While coughing or choking when swallowing are symptoms of dysphagia, some do not show these symptoms when food or drinks are swallowed into the lungs, said Ms Lee Yan Shan, a speech therapist at Singapore General Hospital.
Dysphagia is a symptom of many medical conditions, such as throat and mouth cancer, general weakness from a stroke, Parkinson's disease and dementia.
Older adults are at a higher risk of the condition and they are also at a greater risk of conditions that may result in dysphagia.
People who have difficulties swallowing may tend to eat or drink less or take a long time to finish their meals.
his puts them at a higher risk of malnutrition and dehydration, said Ms Lee. Speech therapists can recommend diet or fluid modifications and feeding strategies to reduce the patient's risk of choking and sucking food into the airway, she said.
Besides coughing or choking during swallowing, other symptoms may include:
- Drooling and the inability to control saliva in the mouth.
- Difficulty initiating swallowing.
- Significant food or liquid residue in the mouth even after attempts to swallow it.
- Regurgitation of food.
- Pain while swallowing.
- Sensation of food getting stuck in the throat or chest.
- Unexplained weight loss.
- Recurrent pneumonia symptoms.
Ms Lee gives the following advice on how caregivers can help someone cope with dysphagia:
1 Cut food like meat and vegetables into small pieces, making it easier to bite and swallow.
2 Thicken fluids with commercially available powdered and liquid thickeners. These are mainly made from starch and gum. Fluids that are viscous flow at a slower rate. This helps to minimise choking.
3 Monitor for worsening signs of dysphagia and, possibly, aspiration pneumonia.

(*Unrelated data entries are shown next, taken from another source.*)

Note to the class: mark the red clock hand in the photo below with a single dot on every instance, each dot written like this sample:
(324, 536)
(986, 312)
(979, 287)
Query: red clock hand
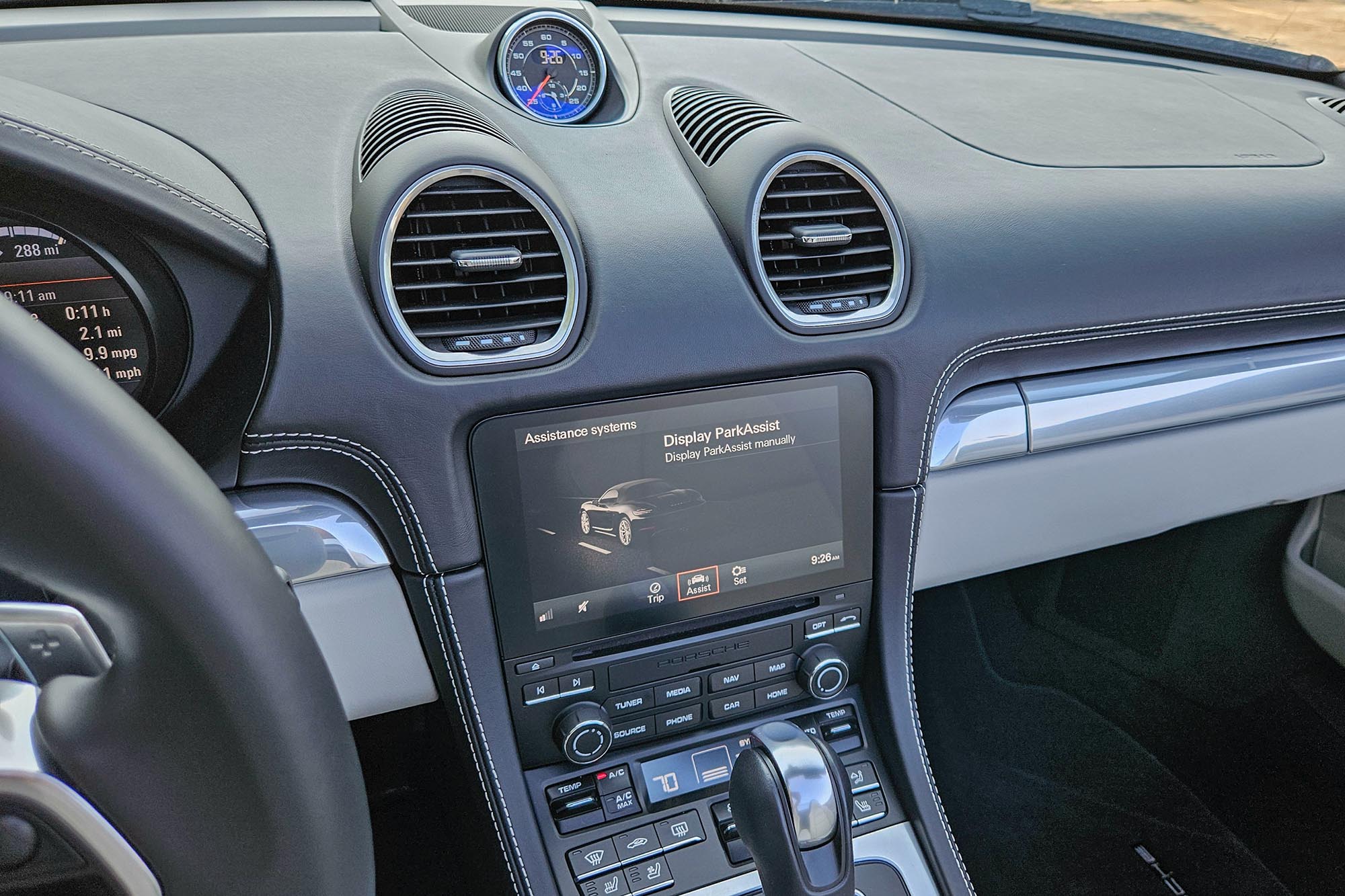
(533, 99)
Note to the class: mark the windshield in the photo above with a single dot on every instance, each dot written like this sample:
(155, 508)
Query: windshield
(1312, 28)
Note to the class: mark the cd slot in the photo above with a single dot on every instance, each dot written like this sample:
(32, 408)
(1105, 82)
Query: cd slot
(660, 637)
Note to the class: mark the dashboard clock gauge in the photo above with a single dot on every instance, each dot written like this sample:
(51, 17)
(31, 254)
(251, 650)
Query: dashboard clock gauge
(79, 295)
(552, 68)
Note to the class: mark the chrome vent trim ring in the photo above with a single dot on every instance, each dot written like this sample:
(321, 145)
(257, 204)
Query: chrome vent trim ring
(876, 311)
(478, 358)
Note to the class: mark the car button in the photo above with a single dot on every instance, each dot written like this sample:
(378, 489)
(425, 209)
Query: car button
(594, 858)
(731, 678)
(777, 666)
(610, 884)
(676, 690)
(637, 844)
(634, 702)
(613, 779)
(680, 830)
(681, 719)
(817, 626)
(619, 805)
(649, 876)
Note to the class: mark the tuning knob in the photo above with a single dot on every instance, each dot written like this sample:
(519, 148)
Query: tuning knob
(584, 733)
(824, 671)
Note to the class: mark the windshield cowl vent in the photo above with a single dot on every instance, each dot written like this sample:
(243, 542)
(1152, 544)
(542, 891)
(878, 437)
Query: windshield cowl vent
(1334, 107)
(828, 244)
(412, 114)
(712, 122)
(478, 270)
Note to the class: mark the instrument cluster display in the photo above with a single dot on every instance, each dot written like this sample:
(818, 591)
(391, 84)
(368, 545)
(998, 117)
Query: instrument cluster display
(83, 299)
(552, 68)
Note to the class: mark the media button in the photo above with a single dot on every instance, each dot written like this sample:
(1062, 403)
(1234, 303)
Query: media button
(677, 720)
(731, 678)
(724, 706)
(676, 690)
(594, 858)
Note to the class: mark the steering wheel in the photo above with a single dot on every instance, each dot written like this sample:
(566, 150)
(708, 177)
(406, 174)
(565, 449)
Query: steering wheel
(216, 741)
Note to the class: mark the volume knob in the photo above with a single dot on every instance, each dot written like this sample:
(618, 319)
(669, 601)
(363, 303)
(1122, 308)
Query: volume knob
(824, 671)
(584, 733)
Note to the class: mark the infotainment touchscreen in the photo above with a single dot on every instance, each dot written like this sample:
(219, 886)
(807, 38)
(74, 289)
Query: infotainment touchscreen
(618, 517)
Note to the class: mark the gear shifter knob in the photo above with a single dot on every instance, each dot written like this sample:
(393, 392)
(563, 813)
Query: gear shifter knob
(792, 807)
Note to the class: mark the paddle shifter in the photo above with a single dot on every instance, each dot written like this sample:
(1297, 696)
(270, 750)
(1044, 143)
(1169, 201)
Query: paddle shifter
(792, 805)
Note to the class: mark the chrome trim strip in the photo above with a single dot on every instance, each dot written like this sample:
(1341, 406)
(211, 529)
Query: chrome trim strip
(900, 270)
(981, 424)
(895, 845)
(25, 782)
(467, 360)
(1112, 403)
(310, 534)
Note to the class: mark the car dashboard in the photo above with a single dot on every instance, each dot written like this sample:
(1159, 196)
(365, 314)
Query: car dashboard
(473, 310)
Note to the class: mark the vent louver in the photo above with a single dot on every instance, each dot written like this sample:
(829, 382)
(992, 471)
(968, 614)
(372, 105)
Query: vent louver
(828, 241)
(479, 270)
(412, 114)
(712, 122)
(1331, 106)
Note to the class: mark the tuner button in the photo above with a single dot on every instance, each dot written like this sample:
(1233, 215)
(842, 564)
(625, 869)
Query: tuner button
(584, 733)
(824, 671)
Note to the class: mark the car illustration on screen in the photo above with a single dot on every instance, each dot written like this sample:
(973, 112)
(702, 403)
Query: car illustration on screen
(641, 506)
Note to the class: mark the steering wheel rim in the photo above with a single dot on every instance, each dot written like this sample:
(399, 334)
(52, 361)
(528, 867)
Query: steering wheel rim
(217, 743)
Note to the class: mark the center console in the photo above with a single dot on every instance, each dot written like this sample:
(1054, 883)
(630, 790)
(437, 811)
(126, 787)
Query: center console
(668, 573)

When food and drinks enter the airway instead of the stomach, it can cause choking and coughing and may lead to a type of chest infection called aspiration pneumonia. Symptoms may include coughing with yellow or green phlegm, fever, fatigue, shortness of breath and loss of appetite or weight loss.
4 Consider the patient's wishes. Talk to him about what is important to him at various stages of his illness. For example, in his last days of life, he may choose to continue eating or drinking despite the risk of food or drinks entering his airway.
5 Take the patient with dysphagia to the dentist. Oral hygiene is very important. Bacteria in the mouth can be sucked into the lungs, together with the food, drinks and saliva during swallowing. This increases the risk of aspiration pneumonia.
Let the dentist know that the person has dysphagia, so that he can take extra precautions during the dental procedure.